Von: Brit Weirich (Medizinautorin, M.A. Mehrsprachige Kommunikation), Lydia Klöckner (Medizinredakteurin)
Letzte Aktualisierung: 01.07.2024

Wer eine seelische Erkrankung hat, braucht dringend Hilfe – nicht erst in ein paar Monaten. So lange dauert es aber oft, bis Ratsuchende in Deutschland einen Therapieplatz bekommen. Was können Betroffene tun, um möglichst schnell professionelle Hilfe zu bekommen? Und wie hilfreich sind verfügbare alternative Hilfsangebote, um die Wartezeit zu überbrücken?

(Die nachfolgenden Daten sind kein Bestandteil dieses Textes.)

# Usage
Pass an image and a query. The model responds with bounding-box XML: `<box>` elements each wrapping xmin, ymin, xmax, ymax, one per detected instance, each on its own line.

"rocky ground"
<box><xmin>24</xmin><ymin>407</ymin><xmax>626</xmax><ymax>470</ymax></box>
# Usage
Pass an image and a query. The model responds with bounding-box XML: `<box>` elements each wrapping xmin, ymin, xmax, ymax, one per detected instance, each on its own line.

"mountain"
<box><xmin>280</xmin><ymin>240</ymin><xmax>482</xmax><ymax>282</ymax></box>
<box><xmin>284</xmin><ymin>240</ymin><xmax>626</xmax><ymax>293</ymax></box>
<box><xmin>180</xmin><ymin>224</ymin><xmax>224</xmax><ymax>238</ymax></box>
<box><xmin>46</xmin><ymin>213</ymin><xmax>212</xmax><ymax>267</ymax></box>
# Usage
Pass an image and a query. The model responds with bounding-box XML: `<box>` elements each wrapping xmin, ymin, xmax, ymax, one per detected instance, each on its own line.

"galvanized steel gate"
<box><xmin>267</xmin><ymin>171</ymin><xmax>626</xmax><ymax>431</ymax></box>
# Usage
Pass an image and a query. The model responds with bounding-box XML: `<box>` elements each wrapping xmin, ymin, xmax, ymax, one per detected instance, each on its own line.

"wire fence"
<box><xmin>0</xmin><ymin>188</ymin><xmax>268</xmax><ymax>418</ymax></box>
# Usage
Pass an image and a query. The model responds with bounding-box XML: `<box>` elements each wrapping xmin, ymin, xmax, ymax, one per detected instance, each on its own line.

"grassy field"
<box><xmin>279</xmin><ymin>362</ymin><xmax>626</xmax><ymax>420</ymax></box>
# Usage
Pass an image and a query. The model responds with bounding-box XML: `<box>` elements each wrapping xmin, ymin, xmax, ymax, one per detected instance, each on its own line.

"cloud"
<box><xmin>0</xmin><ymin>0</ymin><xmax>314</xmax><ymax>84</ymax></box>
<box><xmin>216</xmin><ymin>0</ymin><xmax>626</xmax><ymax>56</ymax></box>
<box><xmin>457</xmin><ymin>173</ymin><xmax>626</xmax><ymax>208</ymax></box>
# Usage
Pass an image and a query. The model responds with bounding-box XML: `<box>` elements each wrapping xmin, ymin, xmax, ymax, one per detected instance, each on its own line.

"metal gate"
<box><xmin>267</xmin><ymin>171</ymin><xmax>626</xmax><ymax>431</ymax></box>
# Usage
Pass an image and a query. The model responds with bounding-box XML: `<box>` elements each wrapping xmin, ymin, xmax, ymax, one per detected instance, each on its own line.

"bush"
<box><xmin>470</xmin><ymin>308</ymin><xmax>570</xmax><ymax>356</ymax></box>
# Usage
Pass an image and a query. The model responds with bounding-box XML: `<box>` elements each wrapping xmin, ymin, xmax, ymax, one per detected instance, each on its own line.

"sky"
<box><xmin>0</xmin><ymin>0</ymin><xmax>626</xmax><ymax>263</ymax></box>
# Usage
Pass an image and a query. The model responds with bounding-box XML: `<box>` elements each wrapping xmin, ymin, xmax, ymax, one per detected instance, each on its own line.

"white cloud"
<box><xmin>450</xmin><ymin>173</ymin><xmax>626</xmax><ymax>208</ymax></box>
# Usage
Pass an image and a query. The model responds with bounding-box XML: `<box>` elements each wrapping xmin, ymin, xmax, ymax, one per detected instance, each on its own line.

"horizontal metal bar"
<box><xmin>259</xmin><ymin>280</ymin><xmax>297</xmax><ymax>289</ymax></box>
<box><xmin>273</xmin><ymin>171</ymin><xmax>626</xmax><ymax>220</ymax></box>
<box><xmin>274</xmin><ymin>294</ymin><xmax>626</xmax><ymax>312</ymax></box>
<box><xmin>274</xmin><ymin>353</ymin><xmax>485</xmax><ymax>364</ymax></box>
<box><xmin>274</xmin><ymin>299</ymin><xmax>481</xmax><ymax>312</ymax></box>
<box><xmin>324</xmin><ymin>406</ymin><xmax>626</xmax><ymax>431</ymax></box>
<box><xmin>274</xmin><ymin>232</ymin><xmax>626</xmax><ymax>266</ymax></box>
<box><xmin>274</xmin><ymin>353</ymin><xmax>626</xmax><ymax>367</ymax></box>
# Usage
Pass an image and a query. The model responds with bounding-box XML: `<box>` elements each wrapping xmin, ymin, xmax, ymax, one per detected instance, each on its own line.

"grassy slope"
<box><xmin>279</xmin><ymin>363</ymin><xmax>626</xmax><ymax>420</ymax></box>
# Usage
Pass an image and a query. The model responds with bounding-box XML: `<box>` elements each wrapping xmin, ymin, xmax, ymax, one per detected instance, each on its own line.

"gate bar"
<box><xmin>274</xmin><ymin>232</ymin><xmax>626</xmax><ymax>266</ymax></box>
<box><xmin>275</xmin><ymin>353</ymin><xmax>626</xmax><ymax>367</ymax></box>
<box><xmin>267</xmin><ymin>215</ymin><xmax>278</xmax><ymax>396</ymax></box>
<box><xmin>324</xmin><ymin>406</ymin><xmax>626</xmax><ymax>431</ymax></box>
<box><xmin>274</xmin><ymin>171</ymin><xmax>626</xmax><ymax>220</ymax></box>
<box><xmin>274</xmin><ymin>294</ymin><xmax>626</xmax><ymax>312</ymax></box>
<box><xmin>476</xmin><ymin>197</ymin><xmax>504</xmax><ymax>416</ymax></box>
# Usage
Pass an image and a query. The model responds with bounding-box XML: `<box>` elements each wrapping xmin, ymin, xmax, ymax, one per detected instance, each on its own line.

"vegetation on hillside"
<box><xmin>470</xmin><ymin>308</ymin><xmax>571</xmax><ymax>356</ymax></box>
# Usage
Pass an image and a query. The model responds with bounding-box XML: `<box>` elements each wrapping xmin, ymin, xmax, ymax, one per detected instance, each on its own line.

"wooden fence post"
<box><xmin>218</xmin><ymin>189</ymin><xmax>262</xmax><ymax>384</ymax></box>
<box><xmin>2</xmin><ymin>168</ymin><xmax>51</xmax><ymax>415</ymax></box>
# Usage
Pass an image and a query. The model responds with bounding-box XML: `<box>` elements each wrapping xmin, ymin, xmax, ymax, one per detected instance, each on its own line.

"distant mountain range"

Dieser Text entspricht den Vorgaben der ärztlichen Fachliteratur, medizinischen Leitlinien sowie aktuellen Studien und wurde von Mediziner*innen geprüft.

Wartezeiten in der Psychotherapie

Jede vierte erwachsene Person erfüllt in Deutschland die Kriterien einer seelischen Erkrankung. Auch Kinder und Jugendliche sind immer häufiger betroffen. Besonders verbreitet sind 

Seelische Probleme sind für Betroffene und ihre Angehörigen mit einem hohen Leidensdruck verbunden und beeinträchtigen ihren Alltag enorm. Mithilfe einer Psychotherapie lassen sich viele der Erkrankungen gut in den Griff bekommen. Die Erfolgsquote liegt je nach Störung bei 40 bis 70 Prozent.

Ratsuchende warten im Durchschnitt jedoch 20 Wochen auf einen Therapieplatz. Vor allem in ländlichen Regionen herrscht ein Mangel an psychotherapeutischen Fachkräften. Zudem sind die Wege oft weiter, was den Zugang zusätzlich erschwert.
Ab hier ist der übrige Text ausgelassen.